POPI Implementation Approach

POPI Gap Analysis

There are three ways to tackle your Gap Analysis. It is up to you whether to use us for one, two or all three these:

1. Complete the POPI self-assessment.

You complete it in about half an hour, in your own time, from your own device.  You will find that by doing the questions, you already get an idea of your gap.

We will send you your compliance score based on your self-assessment, which will help you make decisions on your next steps.

2. Facilitated Analysis session.

Our experienced facilitators will facilitate a session with your management and/or project team, and help you define your high-level gap. Depending on the size and complexity of your organisation, this session could be anything from a half day to three days, and will go a long way towards defining your project scope. The output from this session is a high-level gap assessment.

3. Outsourced Gap Analysis.

Allow our Privacy expert analysts to fast-track your Gap Analysis using our pre-defined toolkits. The Analysts will work closely with your nominated business champions to ensure a detailed Gap Assessment, which can be used to plan the remainder of your implementation

POPI Scoping and Planning:

This can be done before or after the Gap Assessment, depending on your needs.  If done after a detailed Gap Assessment, our programme managers will apply their practical, in-market experience to scope and plan out your POPI implementation with you.

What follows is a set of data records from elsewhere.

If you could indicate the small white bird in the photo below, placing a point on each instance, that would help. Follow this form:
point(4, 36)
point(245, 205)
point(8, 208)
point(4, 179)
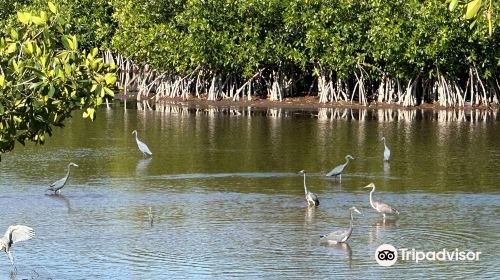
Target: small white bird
point(59, 184)
point(337, 171)
point(341, 236)
point(142, 147)
point(381, 207)
point(13, 235)
point(312, 198)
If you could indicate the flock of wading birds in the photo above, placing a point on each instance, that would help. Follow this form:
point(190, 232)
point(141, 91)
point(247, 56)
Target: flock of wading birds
point(17, 233)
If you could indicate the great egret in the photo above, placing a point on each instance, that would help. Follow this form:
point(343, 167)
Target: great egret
point(341, 236)
point(59, 184)
point(312, 199)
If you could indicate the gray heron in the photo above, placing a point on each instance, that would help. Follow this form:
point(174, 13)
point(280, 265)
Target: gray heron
point(387, 152)
point(337, 171)
point(380, 206)
point(142, 147)
point(14, 234)
point(59, 184)
point(312, 199)
point(341, 236)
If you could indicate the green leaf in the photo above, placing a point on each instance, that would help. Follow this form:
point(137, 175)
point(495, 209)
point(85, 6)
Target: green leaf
point(110, 78)
point(109, 91)
point(52, 7)
point(11, 48)
point(90, 113)
point(453, 5)
point(37, 20)
point(24, 18)
point(472, 9)
point(13, 34)
point(51, 91)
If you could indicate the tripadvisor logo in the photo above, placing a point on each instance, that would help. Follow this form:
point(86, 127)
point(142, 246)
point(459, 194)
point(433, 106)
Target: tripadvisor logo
point(387, 255)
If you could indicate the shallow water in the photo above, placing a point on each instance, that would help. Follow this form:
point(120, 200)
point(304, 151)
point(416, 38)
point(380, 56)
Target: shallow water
point(227, 200)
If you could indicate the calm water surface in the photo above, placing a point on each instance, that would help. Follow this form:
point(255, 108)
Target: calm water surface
point(228, 202)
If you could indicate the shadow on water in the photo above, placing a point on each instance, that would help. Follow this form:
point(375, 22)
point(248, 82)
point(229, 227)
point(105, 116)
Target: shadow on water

A detailed scope document and project plan will be created in co-operation with your business champions.  The implementation plan will be built using our toolkits and templates, and adopt your project methodology, or if needed, we could advise on what would work best for your environment.

Depending on your circumstances, you could opt to use the scope and project plan we provide to kick off your POPI compliance implementation, or you could opt to make use of our implementation team to drive, monitor or supplement your existing team.

POPI Implementation:

Once the foundation has be laid, and we have a firm understanding of the scope and stakeholders, the business of complying with the POPI Act can commence.  Our team has deep and detailed, current experience with POPI implementation.  Our skill-sets cover Privacy experts, Legal , Risk and  Compliance Officers, Business Analysts, Architects, Project Managers, Change Managers and Programme Managers. See below for a listing of the services we offer related to the implementation of POPI.

Project Management.

Our project managers are well-seasoned in POPI implementation.  They come with not only practical experience, but toolkits and templates which smooths implementation timelines and headaches.

Policies & Standards.

Over the last couple of years, our team has gained a solid understanding of the policies and standards which need to be updated or created as part of the POPI compliance implementation. Our toolkits have been expanded to include templates which could be adapted.

Third Parties.

We have the necessary skills to guide you through, or perform a third party assessment on your behalf, assessing your risk exposure, your contracts, agreements and clauses, and ensuring that all have the essential POPI clauses included

Incident Management.

Your Incident Management process is one of the most important parts of your POPI compliance implementation.  It is essential to have a robust and effective process, which is embedded throughout the organisation.  Every staff member must understand the process, and the part he or she plays therein.  Our process engineers can assist with the creation of a custom-built process for your organisation.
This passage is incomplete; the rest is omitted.